The closing and mothballing of tourism and travel-related businesses began in earnest this week as SA Tourism and the Tourism Business Council of South Africa flabbergasted the industry by releasing their expectation that domestic tourism would only be fully restored in December and international tourism in February next year.

For many companies, with their income having evaporated, it was going to be touch and go to survive three months to the end of June. It is said, among those involved in the international tourism sector, that as many as 85% of companies will not survive without income from international visitors for 11 months.

Domestic tourism, which is now only expected to resume properly in December, will not compensate. South Africa, like Italy and Spain, is primarily dependent on the foreign exchange international tourism brings.

Government’s R200 million (€10.13m) specific tourism support is less than a thousandth of the sector’s contribution to GDP.

One company, Airports Company South Africa, said this week it needed more than 50 times that amount alone.

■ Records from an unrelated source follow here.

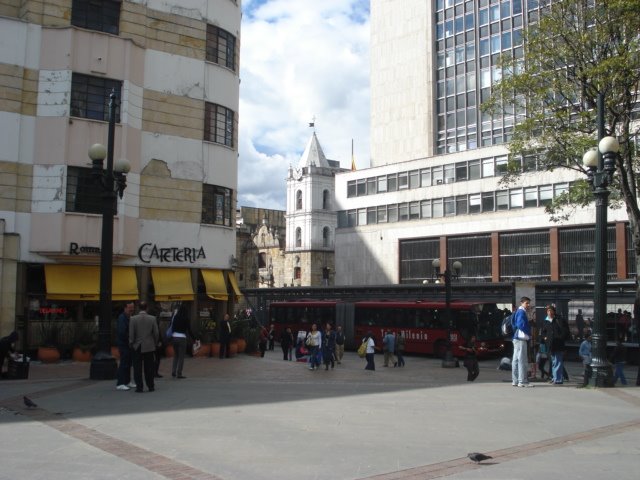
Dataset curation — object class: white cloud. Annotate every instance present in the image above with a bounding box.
[238,0,369,209]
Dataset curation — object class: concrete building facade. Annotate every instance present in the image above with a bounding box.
[335,0,636,285]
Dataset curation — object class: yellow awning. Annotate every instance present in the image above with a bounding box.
[151,268,194,302]
[227,272,242,302]
[200,269,229,300]
[44,265,138,301]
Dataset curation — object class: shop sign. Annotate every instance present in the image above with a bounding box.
[69,242,100,255]
[138,243,207,263]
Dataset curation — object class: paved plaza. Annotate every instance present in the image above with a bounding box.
[0,350,640,480]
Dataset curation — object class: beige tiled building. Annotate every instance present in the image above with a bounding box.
[0,0,241,341]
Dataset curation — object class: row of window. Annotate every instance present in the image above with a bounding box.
[71,0,238,72]
[70,72,236,148]
[338,183,569,228]
[347,155,538,198]
[400,225,636,283]
[65,166,234,227]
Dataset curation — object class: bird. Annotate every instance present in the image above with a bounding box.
[467,452,493,463]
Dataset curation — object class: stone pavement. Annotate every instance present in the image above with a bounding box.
[0,351,640,480]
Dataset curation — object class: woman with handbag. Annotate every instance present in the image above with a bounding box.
[362,331,376,370]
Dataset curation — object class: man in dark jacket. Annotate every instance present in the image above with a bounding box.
[220,313,231,358]
[129,302,160,393]
[542,305,569,385]
[116,302,133,391]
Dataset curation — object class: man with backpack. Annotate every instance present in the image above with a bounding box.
[511,297,533,387]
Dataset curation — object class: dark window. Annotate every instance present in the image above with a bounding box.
[206,24,236,72]
[65,167,102,213]
[204,102,234,147]
[71,73,122,123]
[202,183,233,227]
[71,0,122,35]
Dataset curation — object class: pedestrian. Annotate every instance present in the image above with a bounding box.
[578,331,593,387]
[153,315,166,378]
[460,335,480,382]
[536,336,551,380]
[335,325,344,365]
[610,334,627,385]
[171,303,194,378]
[258,327,269,357]
[322,323,336,370]
[542,305,569,385]
[116,302,136,391]
[0,331,18,378]
[395,331,404,367]
[280,327,293,361]
[362,331,376,370]
[218,313,231,358]
[511,297,533,387]
[382,330,398,367]
[304,323,322,370]
[576,308,584,340]
[269,323,276,350]
[129,301,160,393]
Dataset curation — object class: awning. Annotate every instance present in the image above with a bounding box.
[151,268,194,302]
[200,269,229,300]
[227,272,242,301]
[44,265,138,301]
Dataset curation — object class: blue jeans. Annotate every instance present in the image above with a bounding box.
[613,362,627,385]
[511,338,529,385]
[117,346,131,385]
[551,352,564,383]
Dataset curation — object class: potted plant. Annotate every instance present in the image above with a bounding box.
[38,318,62,363]
[72,322,97,362]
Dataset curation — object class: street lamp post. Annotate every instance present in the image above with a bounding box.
[582,94,620,387]
[431,258,462,368]
[89,91,130,380]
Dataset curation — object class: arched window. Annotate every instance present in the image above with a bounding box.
[322,190,331,210]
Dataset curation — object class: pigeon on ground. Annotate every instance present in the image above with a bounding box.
[467,452,493,463]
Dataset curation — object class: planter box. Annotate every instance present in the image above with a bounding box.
[7,359,29,380]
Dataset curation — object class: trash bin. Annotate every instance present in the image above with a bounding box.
[7,359,29,380]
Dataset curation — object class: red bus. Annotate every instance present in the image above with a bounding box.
[269,300,504,356]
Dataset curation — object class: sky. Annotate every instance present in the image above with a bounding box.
[238,0,369,210]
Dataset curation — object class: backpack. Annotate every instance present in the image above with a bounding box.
[358,340,367,358]
[500,313,515,337]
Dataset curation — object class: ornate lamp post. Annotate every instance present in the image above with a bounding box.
[582,94,620,387]
[89,91,131,380]
[431,258,462,368]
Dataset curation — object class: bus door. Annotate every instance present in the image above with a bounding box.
[336,302,357,350]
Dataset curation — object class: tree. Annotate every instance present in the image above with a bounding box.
[483,0,640,376]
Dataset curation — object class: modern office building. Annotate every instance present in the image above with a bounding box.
[335,0,636,285]
[0,0,241,343]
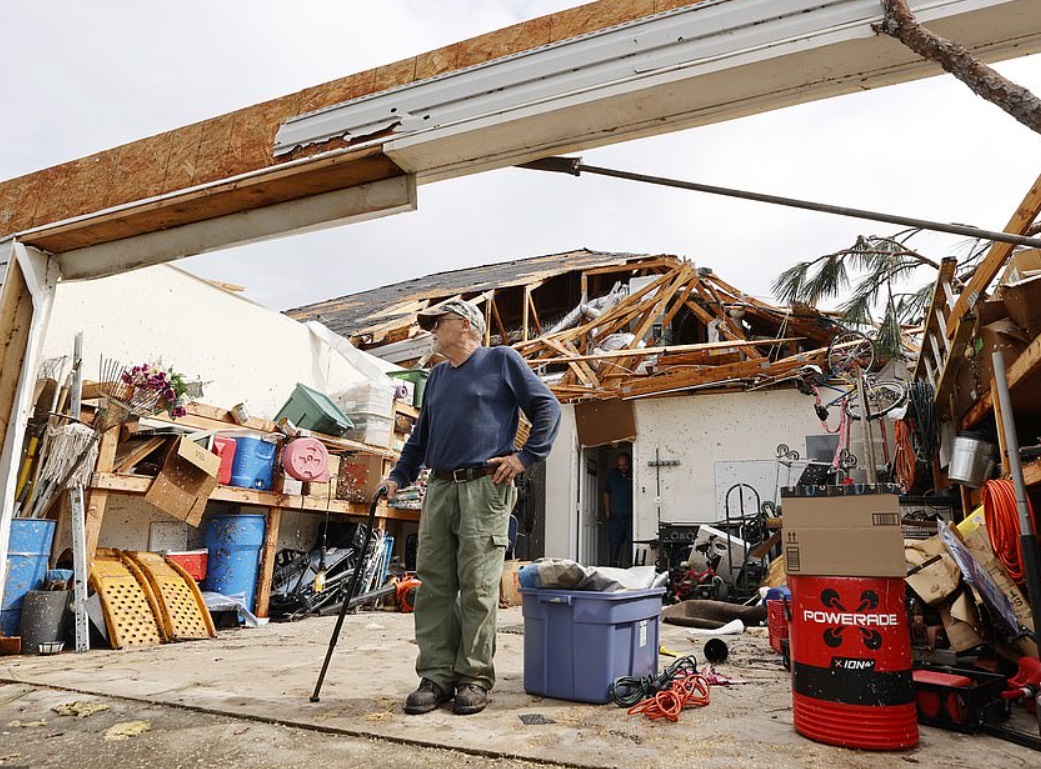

According to the World Travel & Tourism Council, in 2018 some 1499000 jobs in South Africa were dependent on tourism. These include the indirect and induced jobs. Indirect jobs include those such as farming, which supplies the industry with the 50 million eggs a year it serves at breakfasts. Car-hire companies and vehicle operators are also a massive market for the automotive industry. Induced jobs are those created by what those employed in the industry personally consume.

The WTTC said in its 2019 report that in SA the tourism and travel sector was responsible for creating one in five new jobs in the last five years. Its R425 billion (€21.53bn) contribution to GDP made up 8.9% of South Africa’s total.

A leading authority on tourism in South Africa, Gillian Saunders, told Tourism Update, that, from a rough calculation, the COVID-19 disaster was likely to cost the country 555 000 to 600 000 direct jobs and 1 100 000 to 1 200 000 jobs in total. She said a more accurate figure should be available in a couple of weeks.

There is a suspicion that accusations that the industry is a white male preserve may be influencing government’s lethargic approach to restarting tourism.

White males only make up 5% of the direct tourism workforce; the sector is over 90% black in terms of the B-BBEE laws.

Already, in 2017 the government’s official statistics said white males only made up 40 138 out of a total of 722 013 directly employed in the industry.

Meantime, the TBCSA and SA Tourism are trying to accelerate the reopening of tourism and are preparing to present key facts to get the attention of government.

According to a German tour operator, the South African government has yet to engage with the European Commission on what requirements will be needed before travel can restart. As a result, South Africa has been lumped with the rest of Africa.  With little hope of continent-wide COVID testing in Africa being up to EU testing standards, Africa is off the radar as far as restarting travel to and from the continent.

Speaking on a forum provided by SATSA, the operator said that in Germany the tourism industry staff were on the streets pressuring their government to move on restoring travel. The industry needs to lobby more, she said.